According to the table in figure 2 in that study, the coefficient for weightlifting is 1.3, just below basketball at 1.4, and basketball is pretty aerobic all things considered. The confidence margins are fully within the side showing benefits for longevity, which would indicate, at least for this study, that weightlifting even at elite levels is a positive for health. I find it hard to believe then that if you lift less than a weightlifting athlete, you shorten your life. There are confounders somewhere in these studies.
The other thing to consider is the extremely wide range of exercises in weightlifting. If you do aerobic exercises, even the name gives away the game, “cardio”, no matter what you do, you mostly are affecting your heart and lungs, hence cardiopulmonary fitness. In addition, you can affect some isolated muscle groups, usually in endurance mode - running/cycling: leg muscles, rowing: legs, arms; nordic skiiing: legs, arms.
Meanwhile, in weightlifting, it’s almost all muscle groups, and frequently you do splits. So explain to me, how if you do 30 minutes of legs one day, and 30 minutes of upper body another day, and do each split twice a week, so you end up 4 sessions of 2 hours, you are suddenly shortening your life. I could kind of understand if you are doing 2 hours of whole body muscles, you could say the muscle that is exercised for 2 hours, say, legs, is just too much for those leg muscles, and 1 hour is tops. But what about splits, you get 1 hour legs and 1 hour upper body - so you are within the 1 hour mandate, but put together, and now you’re over the limit? This is hard to wrap one’s head around.
Then there is the issue that’s close to my approach. I do my version of circuit training, if by circuit training we understand a combination of muscle and cardio components. Specifically, I do two such sessions a week, so on Mondays and Thursdays, I’ll do 32 minutes of continuous ATG squats with a light weightvest of 45lbs. The squats are structured, so 2 minute warmup regular squats, then 5 minutes of slow descent (eccentric) and rapid ascent (concentric), then 5 minutes slow descent and explosive ascent (jump - plyometric element), and so on for a total of 32 minutes with zero breaks. That way I try to cover slow twitch and fast and very fast twitch muscles. There is definitely a cardio element. I can tell you, jumping squats with 45lbs for 5 minutes continuously is super, super cardio intense, I’m breathing very hard and sweating profusely, my heart is pounding. So since I’m doing both cardio and weights in the same exercise, where do I fall in the longevity limits of 1 hour per week with this modality of exercise? You might say that 45lbs and nonstop squats is not weightlifting. I beg to differ - it depends on how you do it, if you are descending slowly on the eccentric that is a hypertrophy stimulant, and if you are ascending explosively, jumping, the actual weight is much higher than the 45lbs because of momentum - the higher and stronger your jump, the more weight pressure because you are overcoming inertia. I know my leg muscles have grown tremendously with this protocol in the past two years. It’s definitely weightlifting.

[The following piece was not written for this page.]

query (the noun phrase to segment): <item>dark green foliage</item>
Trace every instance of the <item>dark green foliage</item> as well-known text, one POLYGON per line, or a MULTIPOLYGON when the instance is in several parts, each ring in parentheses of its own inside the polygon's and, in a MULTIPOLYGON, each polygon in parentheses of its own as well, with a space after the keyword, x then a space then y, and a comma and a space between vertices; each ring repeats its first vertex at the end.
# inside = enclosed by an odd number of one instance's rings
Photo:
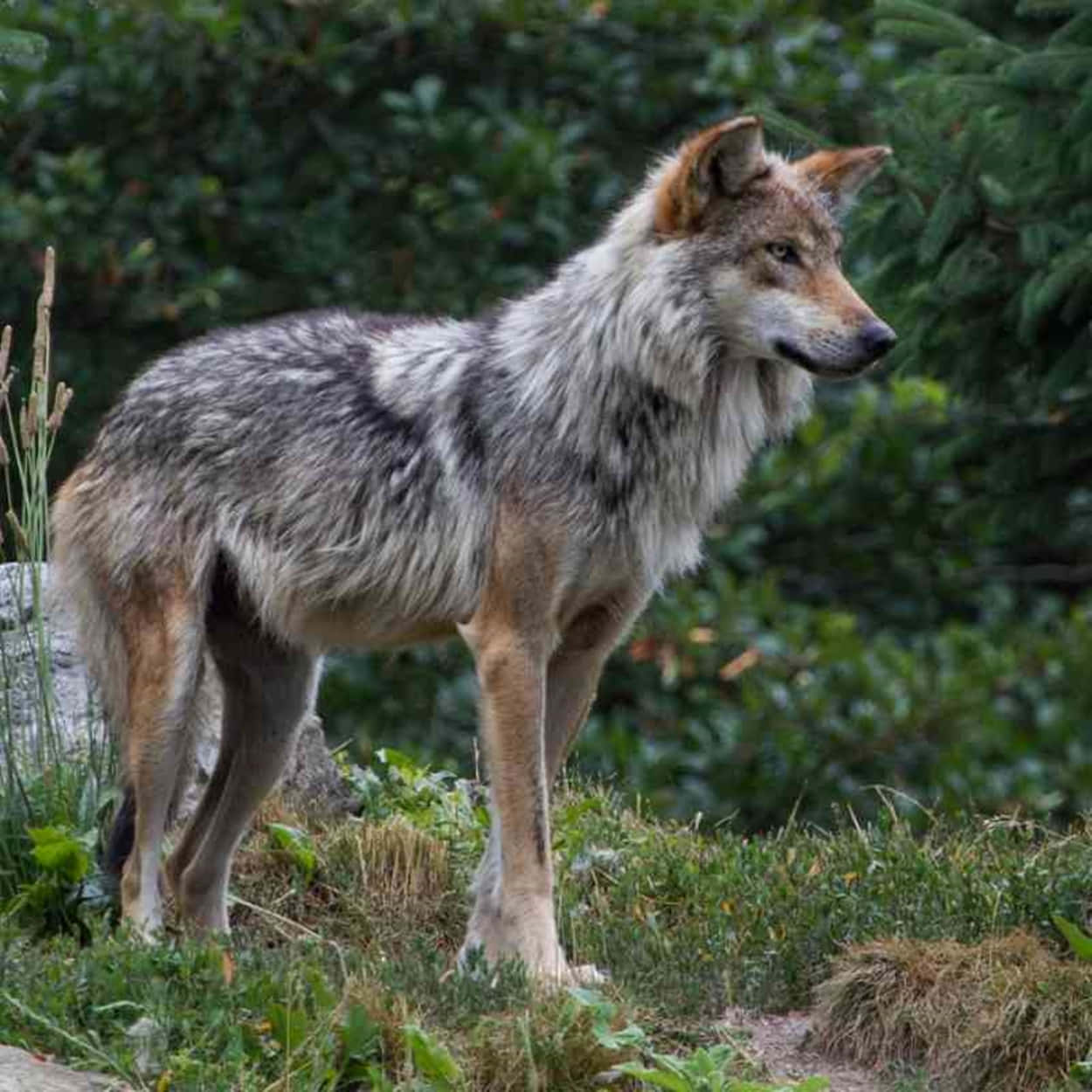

My point here is that I don’t even know how to classify a lot of the exercise people do - like my version of circuit training. So how can you divide the effect like that, when cardio is combined with weightlifting and even elements of HIIT. And the huge variety of weightlifting protocols.
I also do a bunch of isometric leg exercises - 15 minutes 4 times a week. So f.ex. one exericise is to stand on a half bent leg on the ball of my foot - one leg - and do so for 7-8 minutes (while I brush my teeth) and then switch to the other leg for another 7-8 minutes. I can tell you it’s not easy. You many think this is worthless, but you’d be shocked - in 2 years, I absolutely, positively have added muscle mass to my calfs and all around my ankle and feet, because I can see it, my wife can see it and my slim cut pants have to be thrown out. I have muscle bulges just above the rim of my shoe, which were not there before. And the common wisdom is that isometric exercises don’t result in hypertrophy - BS. I have proof otherwise. So tell me, is isometric exercise that is hypertrophic for muscles classified as “weightlifting” and therefore I should add that one hour a week I do those as my limit not to shorten my life? Because it is not cardio. Is isometric exercise shortening my life?
I don’t know. This seems very, very laden with confounders and imprecision.